An tandem mass spectrometry (MS/MS) sequence database search tool.
https://uwpr.github.io/Comet/
Apache License 2.0
45 stars 13 forks source link

Problem with scan numbers #23

Closed wsnoble closed 2 years ago

wsnoble commented 2 years ago

I am trying to run Comet on the attached MGF file, but it's having trouble with parsing the scan numbers. I guess it's because they have unusual formatting ("SCANS[0]=XXXX"). But even if Comet assigns its own scan numbers, it seems like it's re-using numbers because I'm seeing 148 PSMs with scan number 1, followed by a large number for scan 2, etc. Any idea what's going on?

Here is the log:

 Comet version "2022.01 rev. 1 (11cb28f)"

 Search start:  08/03/2022, 06:05:51 AM
 - Input file: fromjack/export_Mzidentml_F134282.mgf
   - Load spectra: 15022
     - Search progress:   
     - Post analysis:  done
   - Load spectra: 12620
     - Search progress:  
     - Post analysis:  done
 Search end:    08/03/2022, 06:17:00 AM, 11m:9s

comet.params.txt export_Mzidentml_F134282.mgf.gz export_Mzidentml_F134282.pin.gz

mhoopmann commented 2 years ago

I think I know what that unusual format is: If the MGF is compiled from multiple runs, that would be the index of the run. Normally when there is only a single run, that index isn't specified. Don't know why it was here, but it should be dealt with properly. I'll start fiddling with the MSToolkit to properly handle these cases.

jke000 commented 2 years ago

Thanks Mike. I was in the middle of composing a reply that I just deleted when you replied. Glad this issue is in good hands.
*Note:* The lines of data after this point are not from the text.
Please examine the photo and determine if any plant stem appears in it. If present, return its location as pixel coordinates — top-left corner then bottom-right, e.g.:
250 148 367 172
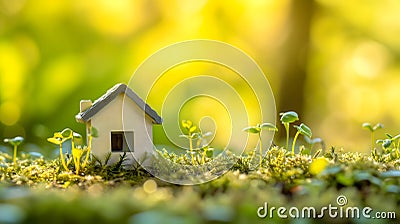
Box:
60 143 69 171
82 135 92 168
283 123 289 150
371 132 375 150
189 137 194 165
13 145 17 166
258 131 262 168
201 147 207 165
292 131 300 155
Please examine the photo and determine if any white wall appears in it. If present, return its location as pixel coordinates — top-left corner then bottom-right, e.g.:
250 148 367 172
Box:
91 94 153 165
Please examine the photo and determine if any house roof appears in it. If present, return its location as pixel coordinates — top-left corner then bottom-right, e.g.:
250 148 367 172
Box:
75 83 162 124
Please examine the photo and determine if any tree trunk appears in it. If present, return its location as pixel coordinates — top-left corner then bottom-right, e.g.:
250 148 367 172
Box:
277 0 314 116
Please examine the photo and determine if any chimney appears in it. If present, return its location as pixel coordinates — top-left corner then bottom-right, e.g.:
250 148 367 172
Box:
80 100 92 112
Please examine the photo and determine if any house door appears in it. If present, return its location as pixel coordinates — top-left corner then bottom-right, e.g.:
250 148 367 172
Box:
111 131 134 152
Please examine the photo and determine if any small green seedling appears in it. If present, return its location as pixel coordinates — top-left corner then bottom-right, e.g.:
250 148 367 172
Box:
376 133 400 158
47 128 97 174
304 136 325 152
292 123 312 155
179 120 198 164
4 136 24 166
362 123 383 150
83 127 99 167
243 123 278 167
47 128 72 171
279 111 299 149
196 131 214 164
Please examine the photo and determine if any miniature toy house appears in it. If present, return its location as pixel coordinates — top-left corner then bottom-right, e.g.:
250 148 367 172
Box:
76 84 162 163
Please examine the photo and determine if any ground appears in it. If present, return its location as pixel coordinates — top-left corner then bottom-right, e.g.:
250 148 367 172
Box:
0 147 400 223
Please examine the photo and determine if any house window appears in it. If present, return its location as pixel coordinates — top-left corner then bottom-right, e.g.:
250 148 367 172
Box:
111 131 133 152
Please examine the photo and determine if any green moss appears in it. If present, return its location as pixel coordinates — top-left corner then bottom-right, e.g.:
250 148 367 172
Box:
0 147 400 223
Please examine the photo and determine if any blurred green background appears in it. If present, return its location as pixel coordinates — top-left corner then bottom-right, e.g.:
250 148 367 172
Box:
0 0 400 151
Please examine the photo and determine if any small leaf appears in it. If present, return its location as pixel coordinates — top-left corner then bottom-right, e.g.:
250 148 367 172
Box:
189 125 197 133
61 128 73 138
392 134 400 141
260 123 278 131
47 138 62 145
280 111 299 123
362 122 374 132
90 127 99 138
4 136 24 146
309 157 329 175
179 135 189 139
202 131 212 138
243 126 261 134
373 123 383 131
206 148 214 158
294 123 312 138
382 139 392 149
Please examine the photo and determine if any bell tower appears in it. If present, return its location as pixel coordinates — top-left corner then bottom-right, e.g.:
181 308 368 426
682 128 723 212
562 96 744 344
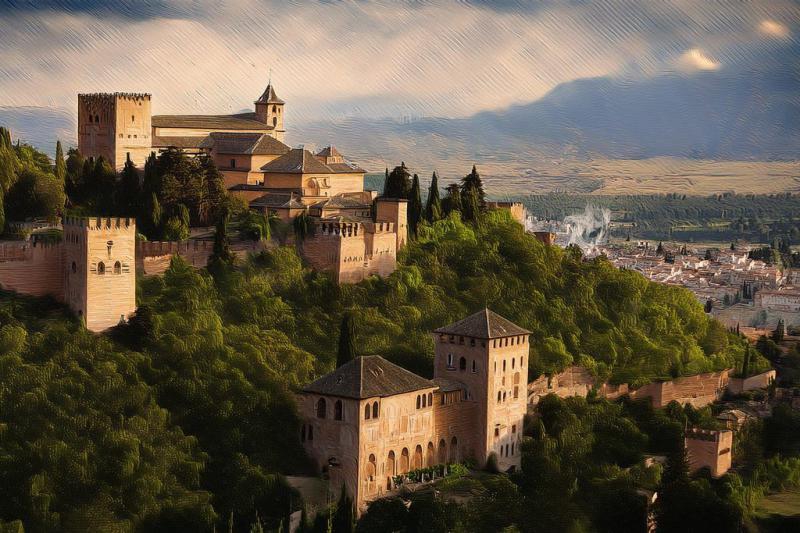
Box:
433 309 530 471
255 80 286 142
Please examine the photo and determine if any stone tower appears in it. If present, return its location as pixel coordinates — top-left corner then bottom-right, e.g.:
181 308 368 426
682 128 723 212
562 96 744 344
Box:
78 93 153 171
434 309 530 471
255 82 286 142
64 217 136 331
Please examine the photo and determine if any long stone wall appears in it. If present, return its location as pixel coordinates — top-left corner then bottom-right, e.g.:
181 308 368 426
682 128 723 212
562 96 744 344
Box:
528 366 736 407
0 242 64 300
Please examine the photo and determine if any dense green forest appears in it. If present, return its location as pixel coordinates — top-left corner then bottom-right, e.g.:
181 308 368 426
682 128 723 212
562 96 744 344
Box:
0 207 764 531
519 193 800 244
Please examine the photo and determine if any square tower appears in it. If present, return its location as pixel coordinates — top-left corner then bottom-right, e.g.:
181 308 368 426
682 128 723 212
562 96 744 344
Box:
78 93 153 171
433 309 530 471
64 217 136 331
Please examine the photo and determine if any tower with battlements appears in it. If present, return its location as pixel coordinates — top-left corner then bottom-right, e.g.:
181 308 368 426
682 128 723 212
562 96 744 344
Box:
63 217 136 331
78 93 152 171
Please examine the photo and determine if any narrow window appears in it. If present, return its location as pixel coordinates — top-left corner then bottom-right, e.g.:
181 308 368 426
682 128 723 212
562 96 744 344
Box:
317 398 328 418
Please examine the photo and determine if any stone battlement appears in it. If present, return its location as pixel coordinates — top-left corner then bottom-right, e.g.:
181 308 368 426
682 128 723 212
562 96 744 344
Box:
63 216 136 230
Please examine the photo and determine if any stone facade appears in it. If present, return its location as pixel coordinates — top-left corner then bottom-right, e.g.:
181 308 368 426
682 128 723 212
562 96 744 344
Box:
298 310 529 512
684 429 733 477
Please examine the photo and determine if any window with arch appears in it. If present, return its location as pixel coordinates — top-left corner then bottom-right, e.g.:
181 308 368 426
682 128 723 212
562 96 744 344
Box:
317 398 328 418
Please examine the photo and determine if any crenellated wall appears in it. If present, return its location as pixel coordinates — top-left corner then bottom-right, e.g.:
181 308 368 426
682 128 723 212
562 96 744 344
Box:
0 242 64 300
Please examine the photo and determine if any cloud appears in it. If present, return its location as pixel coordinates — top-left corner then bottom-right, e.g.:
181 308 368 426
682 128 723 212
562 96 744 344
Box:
758 19 790 39
678 48 720 70
0 0 800 127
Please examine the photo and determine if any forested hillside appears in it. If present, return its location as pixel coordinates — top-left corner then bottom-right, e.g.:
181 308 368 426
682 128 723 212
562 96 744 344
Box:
0 212 764 531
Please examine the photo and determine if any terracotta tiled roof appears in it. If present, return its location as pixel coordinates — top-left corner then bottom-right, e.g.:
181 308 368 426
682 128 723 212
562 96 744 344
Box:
202 132 290 155
152 113 274 130
261 148 332 174
256 83 286 104
434 309 530 339
152 135 207 148
303 355 436 400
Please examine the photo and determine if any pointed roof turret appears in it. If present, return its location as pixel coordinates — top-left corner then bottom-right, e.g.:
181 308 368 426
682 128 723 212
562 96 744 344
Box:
433 308 530 339
255 81 286 104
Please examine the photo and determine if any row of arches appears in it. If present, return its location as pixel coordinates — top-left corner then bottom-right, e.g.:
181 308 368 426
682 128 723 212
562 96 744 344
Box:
364 437 459 494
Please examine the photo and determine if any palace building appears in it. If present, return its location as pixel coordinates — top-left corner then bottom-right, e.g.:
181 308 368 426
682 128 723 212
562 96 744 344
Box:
298 309 530 512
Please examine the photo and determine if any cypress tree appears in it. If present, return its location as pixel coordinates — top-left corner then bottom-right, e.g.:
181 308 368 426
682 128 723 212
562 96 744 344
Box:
383 162 411 199
117 156 141 216
408 174 422 237
461 165 486 210
56 141 67 181
425 171 442 223
336 311 356 368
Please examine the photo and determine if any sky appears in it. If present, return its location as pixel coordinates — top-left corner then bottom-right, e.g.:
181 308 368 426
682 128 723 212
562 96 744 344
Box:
0 0 800 124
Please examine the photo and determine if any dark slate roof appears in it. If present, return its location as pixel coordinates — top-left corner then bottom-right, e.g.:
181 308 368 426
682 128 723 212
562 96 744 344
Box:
317 145 342 157
202 131 289 155
256 83 286 104
250 192 305 209
152 113 274 130
303 355 436 400
434 309 530 339
261 148 333 174
152 136 207 148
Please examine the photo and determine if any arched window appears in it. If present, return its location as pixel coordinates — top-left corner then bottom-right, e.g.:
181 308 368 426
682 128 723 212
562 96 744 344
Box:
317 398 328 418
412 444 423 470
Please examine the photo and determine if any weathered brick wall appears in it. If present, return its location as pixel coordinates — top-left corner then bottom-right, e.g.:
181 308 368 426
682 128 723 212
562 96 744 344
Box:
0 242 64 301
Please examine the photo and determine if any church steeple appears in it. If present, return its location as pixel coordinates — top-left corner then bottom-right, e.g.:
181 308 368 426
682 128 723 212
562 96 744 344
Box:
255 76 286 142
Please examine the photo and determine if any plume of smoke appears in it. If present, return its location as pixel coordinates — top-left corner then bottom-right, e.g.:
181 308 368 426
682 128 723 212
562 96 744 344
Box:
564 204 611 255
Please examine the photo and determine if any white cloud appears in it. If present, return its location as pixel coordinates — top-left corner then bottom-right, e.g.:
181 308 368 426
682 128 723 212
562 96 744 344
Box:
678 48 720 70
758 19 790 39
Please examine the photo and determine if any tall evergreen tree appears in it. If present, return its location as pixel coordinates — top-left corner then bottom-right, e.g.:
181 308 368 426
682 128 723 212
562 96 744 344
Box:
383 162 411 199
116 155 141 216
442 183 464 215
425 170 442 223
461 165 486 211
55 141 67 181
408 174 422 237
336 311 356 368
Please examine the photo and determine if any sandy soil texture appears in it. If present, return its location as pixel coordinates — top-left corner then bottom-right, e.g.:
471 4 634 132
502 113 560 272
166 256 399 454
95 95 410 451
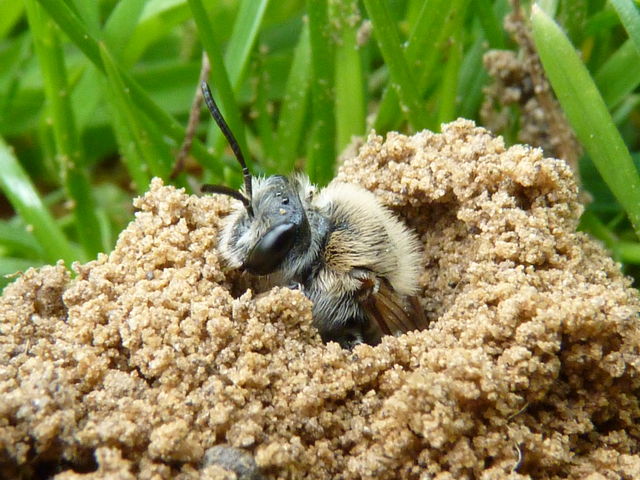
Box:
0 120 640 480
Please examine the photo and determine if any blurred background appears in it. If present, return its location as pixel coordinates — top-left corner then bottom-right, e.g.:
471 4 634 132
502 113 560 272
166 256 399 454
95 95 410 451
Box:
0 0 640 287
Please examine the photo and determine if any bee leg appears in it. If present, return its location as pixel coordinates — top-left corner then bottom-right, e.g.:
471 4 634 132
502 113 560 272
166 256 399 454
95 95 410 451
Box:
321 327 365 350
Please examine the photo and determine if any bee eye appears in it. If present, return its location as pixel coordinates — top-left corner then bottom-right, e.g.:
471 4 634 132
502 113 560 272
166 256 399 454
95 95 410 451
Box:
243 223 296 275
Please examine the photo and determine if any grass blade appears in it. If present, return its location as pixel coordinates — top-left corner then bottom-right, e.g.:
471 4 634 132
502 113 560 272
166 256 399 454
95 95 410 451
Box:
276 24 311 172
25 0 108 257
364 0 428 130
0 137 78 265
611 0 640 55
532 5 640 234
306 0 336 185
595 40 640 108
37 0 218 178
332 0 367 152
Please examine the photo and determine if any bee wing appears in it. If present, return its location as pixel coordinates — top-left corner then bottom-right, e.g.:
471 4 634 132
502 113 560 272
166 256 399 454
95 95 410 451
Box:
362 279 428 335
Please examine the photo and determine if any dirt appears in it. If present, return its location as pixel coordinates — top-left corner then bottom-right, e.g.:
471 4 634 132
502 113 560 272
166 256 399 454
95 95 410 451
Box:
0 120 640 480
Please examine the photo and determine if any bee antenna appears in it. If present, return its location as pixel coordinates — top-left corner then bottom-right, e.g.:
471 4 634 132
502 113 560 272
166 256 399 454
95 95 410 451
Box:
200 81 253 215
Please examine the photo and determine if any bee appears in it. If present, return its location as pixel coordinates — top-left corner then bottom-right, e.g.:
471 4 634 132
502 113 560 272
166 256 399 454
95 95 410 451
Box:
201 82 427 349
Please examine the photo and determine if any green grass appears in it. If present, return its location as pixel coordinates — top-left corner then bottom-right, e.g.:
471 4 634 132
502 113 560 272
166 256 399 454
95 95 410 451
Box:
0 0 640 286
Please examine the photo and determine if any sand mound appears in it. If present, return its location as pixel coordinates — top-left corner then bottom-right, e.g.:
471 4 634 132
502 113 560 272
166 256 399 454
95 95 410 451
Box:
0 120 640 480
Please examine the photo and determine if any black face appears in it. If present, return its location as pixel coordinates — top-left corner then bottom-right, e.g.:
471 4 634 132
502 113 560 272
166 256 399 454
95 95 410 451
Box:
242 175 309 275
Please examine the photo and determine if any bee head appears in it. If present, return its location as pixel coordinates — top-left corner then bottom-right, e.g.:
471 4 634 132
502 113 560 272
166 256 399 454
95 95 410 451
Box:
202 82 310 275
239 175 309 275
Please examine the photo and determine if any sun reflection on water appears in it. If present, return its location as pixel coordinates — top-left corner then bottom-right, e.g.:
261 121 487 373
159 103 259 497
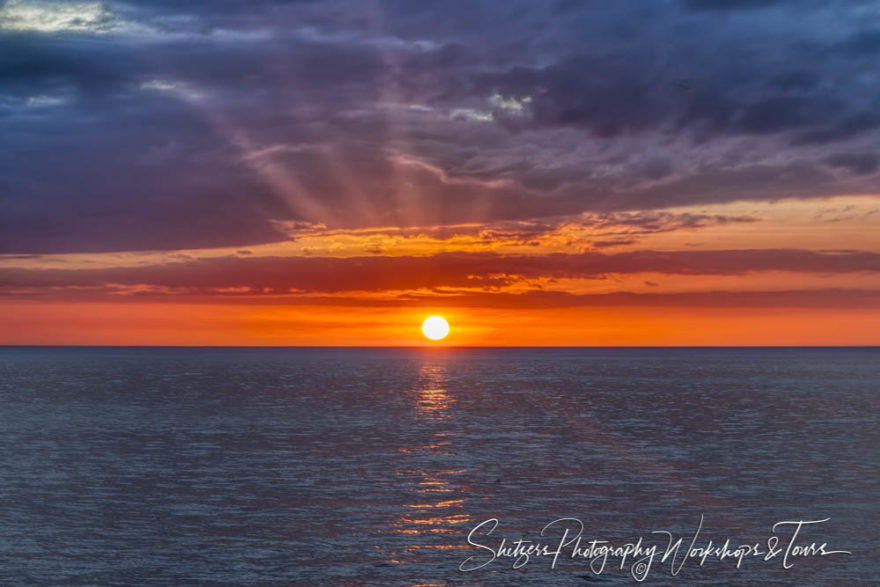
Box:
389 363 471 564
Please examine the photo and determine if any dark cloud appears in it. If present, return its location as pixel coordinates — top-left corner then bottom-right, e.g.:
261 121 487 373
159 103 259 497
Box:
0 0 880 253
684 0 782 11
825 153 880 175
0 249 880 294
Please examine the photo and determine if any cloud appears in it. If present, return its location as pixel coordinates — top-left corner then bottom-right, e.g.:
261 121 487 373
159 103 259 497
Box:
0 249 880 294
0 0 880 253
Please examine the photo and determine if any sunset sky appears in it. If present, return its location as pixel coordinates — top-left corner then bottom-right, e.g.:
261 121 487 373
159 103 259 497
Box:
0 0 880 346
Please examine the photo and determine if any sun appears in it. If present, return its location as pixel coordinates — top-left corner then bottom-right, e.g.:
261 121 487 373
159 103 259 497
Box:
422 316 449 340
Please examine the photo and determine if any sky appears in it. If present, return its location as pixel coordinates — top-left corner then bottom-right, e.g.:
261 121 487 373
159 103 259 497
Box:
0 0 880 346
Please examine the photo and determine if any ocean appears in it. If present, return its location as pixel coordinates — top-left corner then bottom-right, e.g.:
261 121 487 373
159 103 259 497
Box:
0 347 880 585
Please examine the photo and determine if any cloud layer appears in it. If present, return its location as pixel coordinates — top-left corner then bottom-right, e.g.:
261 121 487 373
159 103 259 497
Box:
0 0 880 253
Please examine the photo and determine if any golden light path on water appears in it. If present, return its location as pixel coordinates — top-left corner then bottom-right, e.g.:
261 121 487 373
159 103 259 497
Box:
388 362 472 564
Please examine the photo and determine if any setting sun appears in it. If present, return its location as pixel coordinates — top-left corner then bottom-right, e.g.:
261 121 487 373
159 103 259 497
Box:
422 316 449 340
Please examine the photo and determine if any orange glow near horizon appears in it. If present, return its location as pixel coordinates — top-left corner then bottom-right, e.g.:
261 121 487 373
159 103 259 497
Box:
0 300 880 346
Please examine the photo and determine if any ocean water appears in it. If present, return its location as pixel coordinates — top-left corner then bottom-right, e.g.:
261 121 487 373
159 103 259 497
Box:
0 347 880 585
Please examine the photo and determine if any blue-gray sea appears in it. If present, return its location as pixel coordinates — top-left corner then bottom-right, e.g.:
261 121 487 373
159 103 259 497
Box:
0 347 880 585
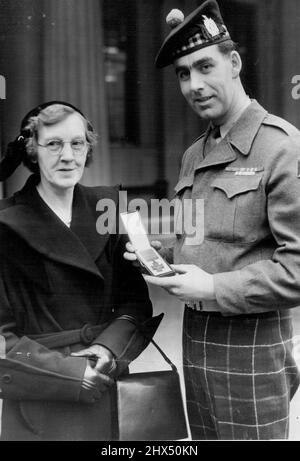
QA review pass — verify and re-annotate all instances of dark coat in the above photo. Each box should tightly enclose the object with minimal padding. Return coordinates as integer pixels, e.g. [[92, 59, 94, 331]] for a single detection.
[[0, 175, 152, 440]]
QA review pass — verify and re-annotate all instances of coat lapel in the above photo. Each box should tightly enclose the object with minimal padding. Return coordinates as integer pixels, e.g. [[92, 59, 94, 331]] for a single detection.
[[0, 177, 109, 279]]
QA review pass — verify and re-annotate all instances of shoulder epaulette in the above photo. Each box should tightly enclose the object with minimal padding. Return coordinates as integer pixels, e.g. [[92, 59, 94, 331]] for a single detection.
[[262, 114, 299, 136]]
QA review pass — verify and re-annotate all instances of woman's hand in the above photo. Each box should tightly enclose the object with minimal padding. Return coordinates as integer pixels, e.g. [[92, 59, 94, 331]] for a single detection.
[[123, 240, 162, 266], [71, 344, 117, 375], [144, 264, 215, 301], [71, 344, 116, 403]]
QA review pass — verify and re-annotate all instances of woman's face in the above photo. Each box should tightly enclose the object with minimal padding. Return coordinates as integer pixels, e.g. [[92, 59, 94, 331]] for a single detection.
[[37, 113, 89, 191]]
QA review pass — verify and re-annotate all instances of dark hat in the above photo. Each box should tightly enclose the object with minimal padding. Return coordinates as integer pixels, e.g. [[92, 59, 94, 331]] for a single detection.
[[155, 0, 230, 68], [0, 101, 89, 181]]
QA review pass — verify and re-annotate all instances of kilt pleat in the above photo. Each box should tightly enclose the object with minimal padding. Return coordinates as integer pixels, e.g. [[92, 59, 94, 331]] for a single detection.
[[183, 308, 299, 440]]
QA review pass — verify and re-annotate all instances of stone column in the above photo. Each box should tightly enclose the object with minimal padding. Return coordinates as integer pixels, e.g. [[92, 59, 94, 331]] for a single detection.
[[42, 0, 111, 185]]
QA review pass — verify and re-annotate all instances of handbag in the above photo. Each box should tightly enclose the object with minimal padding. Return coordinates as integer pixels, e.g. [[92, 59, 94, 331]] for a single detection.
[[112, 339, 188, 441]]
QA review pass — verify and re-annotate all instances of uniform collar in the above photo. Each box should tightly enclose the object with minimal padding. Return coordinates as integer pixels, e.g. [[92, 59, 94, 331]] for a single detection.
[[194, 100, 267, 170], [220, 97, 251, 138], [0, 175, 109, 278], [227, 99, 268, 155]]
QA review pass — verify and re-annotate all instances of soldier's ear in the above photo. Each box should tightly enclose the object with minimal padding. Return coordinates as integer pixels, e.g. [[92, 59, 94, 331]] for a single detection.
[[230, 50, 242, 78]]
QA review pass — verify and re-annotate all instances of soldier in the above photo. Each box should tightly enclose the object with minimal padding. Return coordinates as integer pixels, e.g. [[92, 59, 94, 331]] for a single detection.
[[125, 0, 300, 440]]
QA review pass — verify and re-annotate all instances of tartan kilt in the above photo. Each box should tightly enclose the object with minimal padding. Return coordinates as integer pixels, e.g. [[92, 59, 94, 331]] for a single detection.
[[183, 307, 299, 440]]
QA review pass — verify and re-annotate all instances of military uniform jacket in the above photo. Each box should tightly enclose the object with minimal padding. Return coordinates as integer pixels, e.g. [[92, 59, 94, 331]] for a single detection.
[[0, 175, 152, 440], [174, 100, 300, 315]]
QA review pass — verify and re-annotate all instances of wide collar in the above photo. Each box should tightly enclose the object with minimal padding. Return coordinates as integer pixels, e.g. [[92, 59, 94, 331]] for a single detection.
[[0, 175, 109, 278], [195, 100, 268, 170]]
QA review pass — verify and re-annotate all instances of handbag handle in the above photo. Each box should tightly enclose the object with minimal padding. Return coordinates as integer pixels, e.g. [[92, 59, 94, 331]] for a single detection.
[[148, 335, 177, 372]]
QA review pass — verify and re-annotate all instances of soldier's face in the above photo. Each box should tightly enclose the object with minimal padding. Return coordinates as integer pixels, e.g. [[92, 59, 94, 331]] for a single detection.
[[174, 45, 240, 125]]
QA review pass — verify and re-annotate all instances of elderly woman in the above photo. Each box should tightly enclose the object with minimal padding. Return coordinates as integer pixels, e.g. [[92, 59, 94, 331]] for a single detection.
[[0, 101, 160, 440]]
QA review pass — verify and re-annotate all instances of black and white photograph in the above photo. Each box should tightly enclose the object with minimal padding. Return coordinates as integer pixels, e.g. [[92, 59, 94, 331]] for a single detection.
[[0, 0, 300, 448]]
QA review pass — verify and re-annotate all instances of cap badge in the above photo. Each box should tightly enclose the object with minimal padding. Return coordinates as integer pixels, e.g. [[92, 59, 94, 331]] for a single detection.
[[202, 15, 220, 37], [166, 9, 184, 29]]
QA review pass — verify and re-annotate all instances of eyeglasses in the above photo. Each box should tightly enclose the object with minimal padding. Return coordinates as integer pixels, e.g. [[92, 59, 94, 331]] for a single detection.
[[37, 139, 89, 155]]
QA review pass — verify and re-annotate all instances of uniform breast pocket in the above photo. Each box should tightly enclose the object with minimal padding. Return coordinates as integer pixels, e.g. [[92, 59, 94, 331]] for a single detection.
[[206, 174, 262, 243]]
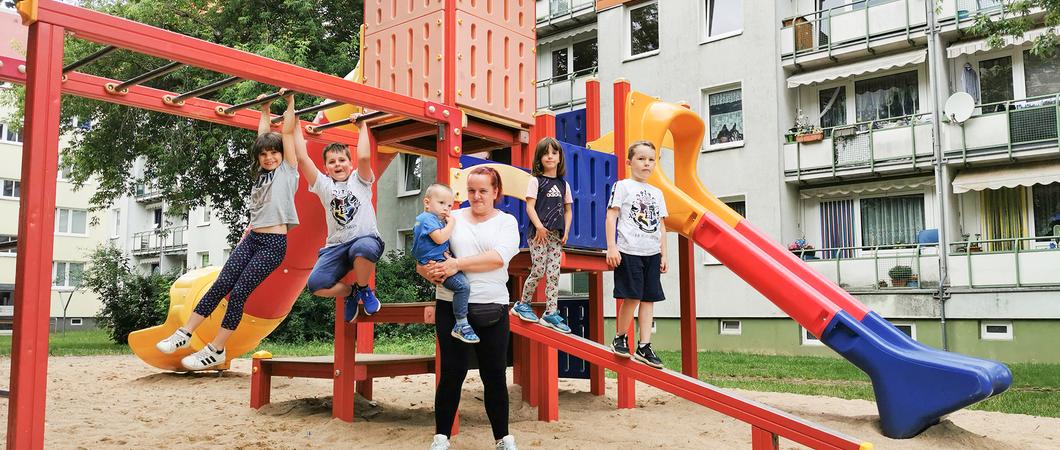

btw, there are multiple entries in this mgf file with the same SCAN line. For example "SCANS[0]=11643" appears twice in the file with slightly different PEPMASS masses. This just means that even if this unusual format were handled, the scan numbers in this particular file wouldn't all be unique. (I think it's perfectly fine that the output results simply reports the scan number specified in the input file even if they aren't unique; modify the input file if duplicate scan numbers aren't desired.)

BEGIN IONS
CHARGE=2+
PEPMASS=464.14355 11275.042
RAWSCANS[0]=sn11643
RTINSECONDS[0]=2618.2839
SCANS[0]=11643
TITLE=153: Scan 11643 (rt=43.6381) [\\romnas.ugent.be\storage\Proteomics\5911\H03892_5911_EXT392_ArnesenLab_TEST_SCX_RT_KO.raw]
210.498360 95.7
361.025340 149.5
431.083450 38.57
615.322000 60.72
242.111860 37.47
303.326080 44.29
408.637900 32.75
626.542120 36.86
198.945340 29.8
374.426890 35.8
684.879750 34.72
335.005230 33.79
END IONS

BEGIN IONS
CHARGE=2+
PEPMASS=464.23579 18546.72
RAWSCANS[0]=sn11643
RTINSECONDS[0]=2618.2839
SCANS[0]=11643
TITLE=153: Scan 11643 (rt=43.6381) [\\romnas.ugent.be\storage\Proteomics\5911\H03892_5911_EXT392_ArnesenLab_TEST_SCX_RT_KO.raw]
210.498360 95.7
361.025340 149.5
431.083450 38.57
615.322000 60.72
242.111860 37.47
303.326080 44.29
408.637900 32.75
626.542120 36.86
198.945340 29.8
374.426890 35.8
684.879750 34.72
335.005230 33.79
END IONS
jke000 commented 2 years ago

Incorporated MSToolkit update to fix this issue in release 2022.01.2.